All of us want to see the issues of life clearly and this is nowhere more important than for leaders whose actions, perceptions and decisions impact teams and organizations. This does not happen automatically as the busyness of life, demands of leadership and lack of appropriate margin often cloud out clarity leaving us seeing through a clouded rather than a clear lens.

Seeing clearly starts with renewed hearts and minds that are regularly in the presence of God: Scripture, prayer, meditation, and living with an ever present awareness of our need for His wisdom and empowerment. Inherent in a renewed mind is a clear conscience where we are living in God's grace and forgiveness and not allowing known sin to cloud our lives. Sin has a way of skewing our perspective and is antithetical to personal clarity.
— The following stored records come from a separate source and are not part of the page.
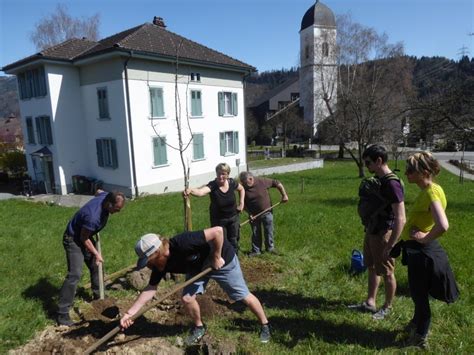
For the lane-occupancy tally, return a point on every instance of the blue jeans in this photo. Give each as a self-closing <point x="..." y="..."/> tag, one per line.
<point x="265" y="220"/>
<point x="76" y="254"/>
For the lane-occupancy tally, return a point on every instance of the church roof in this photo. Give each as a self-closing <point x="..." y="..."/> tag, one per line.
<point x="318" y="15"/>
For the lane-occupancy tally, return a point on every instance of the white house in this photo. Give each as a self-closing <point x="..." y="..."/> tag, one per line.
<point x="108" y="110"/>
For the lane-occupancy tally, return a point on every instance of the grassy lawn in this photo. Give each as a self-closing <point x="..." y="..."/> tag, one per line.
<point x="307" y="298"/>
<point x="262" y="163"/>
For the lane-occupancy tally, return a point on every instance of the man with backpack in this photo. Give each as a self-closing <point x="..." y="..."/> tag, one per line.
<point x="382" y="212"/>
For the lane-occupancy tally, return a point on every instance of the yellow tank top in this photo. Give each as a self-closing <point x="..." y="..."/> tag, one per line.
<point x="419" y="215"/>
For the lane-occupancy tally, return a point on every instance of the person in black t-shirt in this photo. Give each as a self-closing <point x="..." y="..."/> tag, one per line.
<point x="189" y="253"/>
<point x="223" y="209"/>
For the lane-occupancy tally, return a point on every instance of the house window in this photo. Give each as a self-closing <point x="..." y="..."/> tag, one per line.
<point x="159" y="151"/>
<point x="103" y="103"/>
<point x="198" y="146"/>
<point x="30" y="131"/>
<point x="32" y="83"/>
<point x="227" y="104"/>
<point x="229" y="142"/>
<point x="106" y="153"/>
<point x="325" y="49"/>
<point x="195" y="77"/>
<point x="43" y="129"/>
<point x="156" y="102"/>
<point x="196" y="104"/>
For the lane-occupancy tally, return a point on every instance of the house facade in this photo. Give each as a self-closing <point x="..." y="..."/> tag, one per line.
<point x="110" y="110"/>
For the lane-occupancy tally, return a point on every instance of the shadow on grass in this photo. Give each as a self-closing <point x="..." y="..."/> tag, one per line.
<point x="294" y="330"/>
<point x="285" y="300"/>
<point x="45" y="292"/>
<point x="48" y="294"/>
<point x="142" y="328"/>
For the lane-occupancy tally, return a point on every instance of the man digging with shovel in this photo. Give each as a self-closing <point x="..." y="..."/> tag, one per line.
<point x="189" y="253"/>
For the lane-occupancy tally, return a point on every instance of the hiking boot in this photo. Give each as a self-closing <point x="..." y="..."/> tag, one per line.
<point x="265" y="333"/>
<point x="363" y="307"/>
<point x="195" y="335"/>
<point x="382" y="313"/>
<point x="64" y="319"/>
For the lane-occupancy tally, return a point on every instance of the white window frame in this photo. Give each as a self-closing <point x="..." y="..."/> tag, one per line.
<point x="199" y="114"/>
<point x="44" y="130"/>
<point x="195" y="77"/>
<point x="163" y="140"/>
<point x="103" y="103"/>
<point x="203" y="157"/>
<point x="227" y="104"/>
<point x="30" y="130"/>
<point x="150" y="89"/>
<point x="229" y="143"/>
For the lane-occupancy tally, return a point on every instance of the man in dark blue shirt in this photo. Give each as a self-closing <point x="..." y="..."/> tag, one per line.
<point x="189" y="253"/>
<point x="80" y="247"/>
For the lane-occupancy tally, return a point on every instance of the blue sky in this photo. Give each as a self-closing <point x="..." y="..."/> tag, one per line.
<point x="262" y="33"/>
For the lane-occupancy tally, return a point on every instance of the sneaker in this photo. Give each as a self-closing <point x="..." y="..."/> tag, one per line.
<point x="363" y="307"/>
<point x="265" y="333"/>
<point x="419" y="341"/>
<point x="381" y="313"/>
<point x="273" y="251"/>
<point x="63" y="319"/>
<point x="410" y="329"/>
<point x="195" y="335"/>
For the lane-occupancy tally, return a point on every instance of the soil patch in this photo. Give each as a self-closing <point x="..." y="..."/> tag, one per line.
<point x="151" y="332"/>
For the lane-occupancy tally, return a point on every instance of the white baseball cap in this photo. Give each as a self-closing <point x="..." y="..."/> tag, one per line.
<point x="145" y="247"/>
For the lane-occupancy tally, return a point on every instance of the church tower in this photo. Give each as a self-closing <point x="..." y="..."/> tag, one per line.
<point x="318" y="69"/>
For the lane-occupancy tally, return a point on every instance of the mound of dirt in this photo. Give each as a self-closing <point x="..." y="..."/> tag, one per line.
<point x="148" y="333"/>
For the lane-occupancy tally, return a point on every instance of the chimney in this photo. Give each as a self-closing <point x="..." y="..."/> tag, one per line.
<point x="158" y="21"/>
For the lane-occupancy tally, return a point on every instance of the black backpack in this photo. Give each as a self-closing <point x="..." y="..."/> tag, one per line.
<point x="372" y="205"/>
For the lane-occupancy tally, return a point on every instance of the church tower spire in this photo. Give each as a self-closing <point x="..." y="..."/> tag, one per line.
<point x="318" y="70"/>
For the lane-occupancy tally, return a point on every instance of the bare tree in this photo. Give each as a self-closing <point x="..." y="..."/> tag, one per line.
<point x="373" y="86"/>
<point x="182" y="127"/>
<point x="61" y="26"/>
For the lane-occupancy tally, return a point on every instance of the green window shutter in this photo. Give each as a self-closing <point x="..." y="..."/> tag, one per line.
<point x="100" y="156"/>
<point x="42" y="81"/>
<point x="198" y="146"/>
<point x="156" y="102"/>
<point x="222" y="142"/>
<point x="159" y="151"/>
<point x="236" y="142"/>
<point x="196" y="107"/>
<point x="220" y="97"/>
<point x="39" y="130"/>
<point x="113" y="147"/>
<point x="48" y="132"/>
<point x="234" y="104"/>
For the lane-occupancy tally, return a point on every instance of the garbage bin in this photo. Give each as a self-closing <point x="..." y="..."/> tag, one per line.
<point x="83" y="185"/>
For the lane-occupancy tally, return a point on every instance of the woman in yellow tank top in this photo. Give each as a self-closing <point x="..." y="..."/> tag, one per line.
<point x="429" y="272"/>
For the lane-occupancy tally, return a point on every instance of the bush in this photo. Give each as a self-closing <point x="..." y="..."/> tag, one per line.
<point x="14" y="162"/>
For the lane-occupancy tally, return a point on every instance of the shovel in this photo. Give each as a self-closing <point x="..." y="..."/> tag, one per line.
<point x="101" y="270"/>
<point x="145" y="309"/>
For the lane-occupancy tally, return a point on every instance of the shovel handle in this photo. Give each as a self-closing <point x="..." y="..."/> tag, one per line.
<point x="117" y="329"/>
<point x="260" y="213"/>
<point x="101" y="270"/>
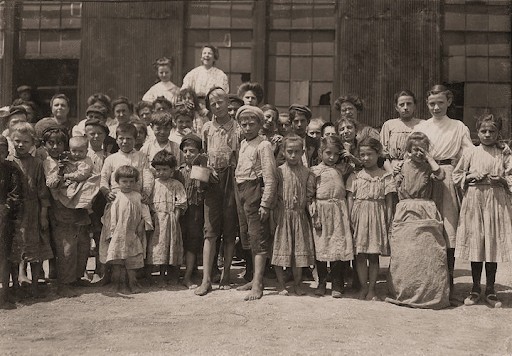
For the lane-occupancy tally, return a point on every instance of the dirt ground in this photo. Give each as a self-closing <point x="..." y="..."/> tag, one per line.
<point x="175" y="321"/>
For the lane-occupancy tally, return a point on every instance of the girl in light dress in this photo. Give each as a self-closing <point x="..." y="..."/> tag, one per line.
<point x="370" y="206"/>
<point x="484" y="233"/>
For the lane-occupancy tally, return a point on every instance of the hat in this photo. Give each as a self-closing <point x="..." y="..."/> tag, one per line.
<point x="23" y="88"/>
<point x="97" y="108"/>
<point x="251" y="109"/>
<point x="303" y="109"/>
<point x="191" y="137"/>
<point x="97" y="122"/>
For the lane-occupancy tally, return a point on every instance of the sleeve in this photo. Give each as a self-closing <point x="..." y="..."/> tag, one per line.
<point x="268" y="170"/>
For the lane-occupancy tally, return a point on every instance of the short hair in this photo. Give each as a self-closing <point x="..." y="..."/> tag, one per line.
<point x="404" y="92"/>
<point x="256" y="88"/>
<point x="417" y="137"/>
<point x="122" y="100"/>
<point x="289" y="139"/>
<point x="126" y="172"/>
<point x="142" y="105"/>
<point x="59" y="96"/>
<point x="127" y="128"/>
<point x="349" y="98"/>
<point x="24" y="128"/>
<point x="78" y="141"/>
<point x="161" y="118"/>
<point x="164" y="158"/>
<point x="440" y="89"/>
<point x="331" y="141"/>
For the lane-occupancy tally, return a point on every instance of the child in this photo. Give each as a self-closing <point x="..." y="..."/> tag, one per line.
<point x="369" y="205"/>
<point x="255" y="169"/>
<point x="333" y="238"/>
<point x="10" y="209"/>
<point x="129" y="218"/>
<point x="192" y="221"/>
<point x="167" y="202"/>
<point x="31" y="243"/>
<point x="162" y="124"/>
<point x="164" y="87"/>
<point x="448" y="138"/>
<point x="418" y="271"/>
<point x="183" y="121"/>
<point x="293" y="240"/>
<point x="484" y="233"/>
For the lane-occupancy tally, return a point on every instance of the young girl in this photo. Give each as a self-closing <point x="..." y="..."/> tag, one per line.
<point x="369" y="205"/>
<point x="164" y="87"/>
<point x="168" y="202"/>
<point x="484" y="233"/>
<point x="293" y="241"/>
<point x="418" y="269"/>
<point x="32" y="243"/>
<point x="333" y="238"/>
<point x="448" y="138"/>
<point x="129" y="219"/>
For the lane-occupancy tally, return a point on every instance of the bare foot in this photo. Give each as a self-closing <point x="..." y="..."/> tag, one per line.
<point x="255" y="293"/>
<point x="245" y="287"/>
<point x="203" y="289"/>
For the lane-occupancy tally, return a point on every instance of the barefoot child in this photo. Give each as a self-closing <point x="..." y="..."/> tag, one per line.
<point x="255" y="169"/>
<point x="370" y="207"/>
<point x="293" y="240"/>
<point x="418" y="271"/>
<point x="129" y="219"/>
<point x="333" y="238"/>
<point x="168" y="202"/>
<point x="484" y="233"/>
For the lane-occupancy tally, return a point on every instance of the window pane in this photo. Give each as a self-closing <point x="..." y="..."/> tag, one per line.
<point x="301" y="68"/>
<point x="323" y="68"/>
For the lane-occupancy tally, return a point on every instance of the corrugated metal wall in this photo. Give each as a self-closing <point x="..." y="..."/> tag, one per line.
<point x="385" y="46"/>
<point x="120" y="41"/>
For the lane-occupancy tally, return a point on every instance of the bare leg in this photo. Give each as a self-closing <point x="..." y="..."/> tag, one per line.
<point x="257" y="280"/>
<point x="362" y="273"/>
<point x="208" y="258"/>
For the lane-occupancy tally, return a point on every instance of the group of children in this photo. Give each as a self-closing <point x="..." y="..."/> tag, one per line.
<point x="295" y="197"/>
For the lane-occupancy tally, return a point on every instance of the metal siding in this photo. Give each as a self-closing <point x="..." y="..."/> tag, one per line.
<point x="386" y="46"/>
<point x="121" y="41"/>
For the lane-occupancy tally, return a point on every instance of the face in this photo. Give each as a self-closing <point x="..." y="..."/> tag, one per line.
<point x="164" y="172"/>
<point x="127" y="184"/>
<point x="145" y="114"/>
<point x="284" y="127"/>
<point x="249" y="98"/>
<point x="207" y="58"/>
<point x="250" y="126"/>
<point x="77" y="152"/>
<point x="60" y="108"/>
<point x="125" y="141"/>
<point x="219" y="103"/>
<point x="122" y="113"/>
<point x="405" y="107"/>
<point x="96" y="135"/>
<point x="347" y="109"/>
<point x="330" y="155"/>
<point x="347" y="131"/>
<point x="438" y="105"/>
<point x="368" y="157"/>
<point x="299" y="124"/>
<point x="161" y="132"/>
<point x="488" y="134"/>
<point x="329" y="131"/>
<point x="164" y="73"/>
<point x="54" y="146"/>
<point x="22" y="143"/>
<point x="293" y="153"/>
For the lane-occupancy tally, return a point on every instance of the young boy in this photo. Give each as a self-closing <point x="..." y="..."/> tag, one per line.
<point x="256" y="168"/>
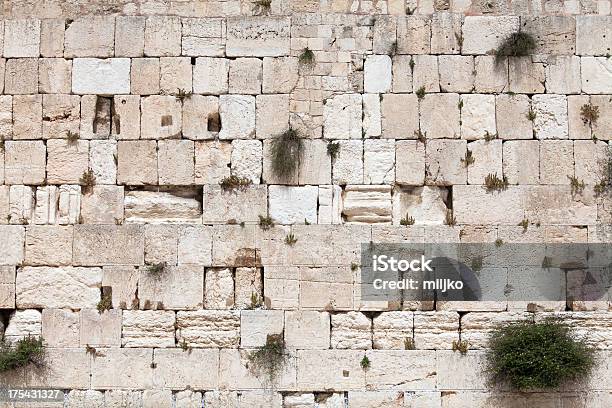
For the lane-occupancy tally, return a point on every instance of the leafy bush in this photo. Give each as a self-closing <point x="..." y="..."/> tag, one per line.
<point x="537" y="355"/>
<point x="28" y="350"/>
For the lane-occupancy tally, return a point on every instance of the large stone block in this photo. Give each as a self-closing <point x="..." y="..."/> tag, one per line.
<point x="67" y="287"/>
<point x="101" y="76"/>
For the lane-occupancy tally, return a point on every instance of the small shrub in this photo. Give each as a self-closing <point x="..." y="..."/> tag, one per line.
<point x="269" y="359"/>
<point x="589" y="113"/>
<point x="87" y="181"/>
<point x="265" y="223"/>
<point x="286" y="152"/>
<point x="28" y="350"/>
<point x="232" y="183"/>
<point x="306" y="57"/>
<point x="333" y="148"/>
<point x="494" y="183"/>
<point x="537" y="355"/>
<point x="515" y="45"/>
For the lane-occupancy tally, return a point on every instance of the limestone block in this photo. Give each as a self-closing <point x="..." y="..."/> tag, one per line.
<point x="352" y="330"/>
<point x="23" y="323"/>
<point x="257" y="325"/>
<point x="342" y="117"/>
<point x="21" y="76"/>
<point x="175" y="75"/>
<point x="291" y="205"/>
<point x="400" y="116"/>
<point x="477" y="116"/>
<point x="551" y="121"/>
<point x="66" y="287"/>
<point x="90" y="37"/>
<point x="367" y="204"/>
<point x="439" y="116"/>
<point x="556" y="161"/>
<point x="237" y="116"/>
<point x="272" y="115"/>
<point x="402" y="73"/>
<point x="596" y="75"/>
<point x="203" y="36"/>
<point x="563" y="74"/>
<point x="410" y="162"/>
<point x="280" y="75"/>
<point x="147" y="328"/>
<point x="348" y="165"/>
<point x="145" y="75"/>
<point x="425" y="204"/>
<point x="491" y="76"/>
<point x="199" y="116"/>
<point x="443" y="162"/>
<point x="129" y="36"/>
<point x="101" y="76"/>
<point x="342" y="372"/>
<point x="379" y="161"/>
<point x="100" y="329"/>
<point x="136" y="371"/>
<point x="482" y="34"/>
<point x="257" y="36"/>
<point x="24" y="162"/>
<point x="393" y="330"/>
<point x="487" y="159"/>
<point x="108" y="245"/>
<point x="54" y="75"/>
<point x="306" y="330"/>
<point x="21" y="38"/>
<point x="47" y="245"/>
<point x="208" y="328"/>
<point x="162" y="36"/>
<point x="126" y="120"/>
<point x="435" y="330"/>
<point x="511" y="113"/>
<point x="521" y="160"/>
<point x="137" y="162"/>
<point x="211" y="76"/>
<point x="413" y="35"/>
<point x="473" y="205"/>
<point x="66" y="161"/>
<point x="593" y="35"/>
<point x="52" y="37"/>
<point x="377" y="74"/>
<point x="315" y="164"/>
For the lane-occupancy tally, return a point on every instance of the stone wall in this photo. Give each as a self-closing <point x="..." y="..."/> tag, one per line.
<point x="161" y="101"/>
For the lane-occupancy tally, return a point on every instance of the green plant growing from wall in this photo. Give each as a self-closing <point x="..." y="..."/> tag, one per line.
<point x="25" y="351"/>
<point x="542" y="355"/>
<point x="286" y="150"/>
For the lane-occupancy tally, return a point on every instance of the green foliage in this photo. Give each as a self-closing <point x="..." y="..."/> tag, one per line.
<point x="286" y="151"/>
<point x="537" y="355"/>
<point x="515" y="45"/>
<point x="28" y="350"/>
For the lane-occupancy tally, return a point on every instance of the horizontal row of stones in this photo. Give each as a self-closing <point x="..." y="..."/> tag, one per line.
<point x="441" y="33"/>
<point x="350" y="399"/>
<point x="269" y="75"/>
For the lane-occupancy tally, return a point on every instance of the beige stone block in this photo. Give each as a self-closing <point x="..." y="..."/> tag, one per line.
<point x="21" y="76"/>
<point x="137" y="162"/>
<point x="108" y="245"/>
<point x="24" y="162"/>
<point x="144" y="76"/>
<point x="66" y="161"/>
<point x="129" y="36"/>
<point x="48" y="245"/>
<point x="162" y="36"/>
<point x="175" y="75"/>
<point x="208" y="328"/>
Seeing clearly also requires an open mind that listens to the input of others, is non-defensive in spirit and does not go it alone. None of us see clearly by ourselves. We need others and the gifts and thinking of others to see what we ourselves cannot see. Those leaders who see the best have surrounded themselves with wise individuals whom they listen to. Almost all leaders who get themselves into trouble allowed themselves to become isolated from good counsel.

Clear thinking requires time to consider, mull and consider. The out of control schedules of many leaders lives do not provide that time and decisions made on the fly are rarely great decisions. Thus our schedules have much to do with our ability to see clearly.

All of us have personal issues. Resolving those issues is a huge part of seeing clearly as our own stuff often clouds our perspective. Healthy leaders who are aware of their baggage and who seek to minimize that baggage see far better than those who carry it around unresolved. Distractions are fewer, and life less complicated when we have resolved our own stuff.

Much of this comes down to personal health: Emotional, spiritual and relational health and a life lived with intentionality. Healthy leaders see better and end up making healthier decisions. Their hearts and lives are less clouded than others.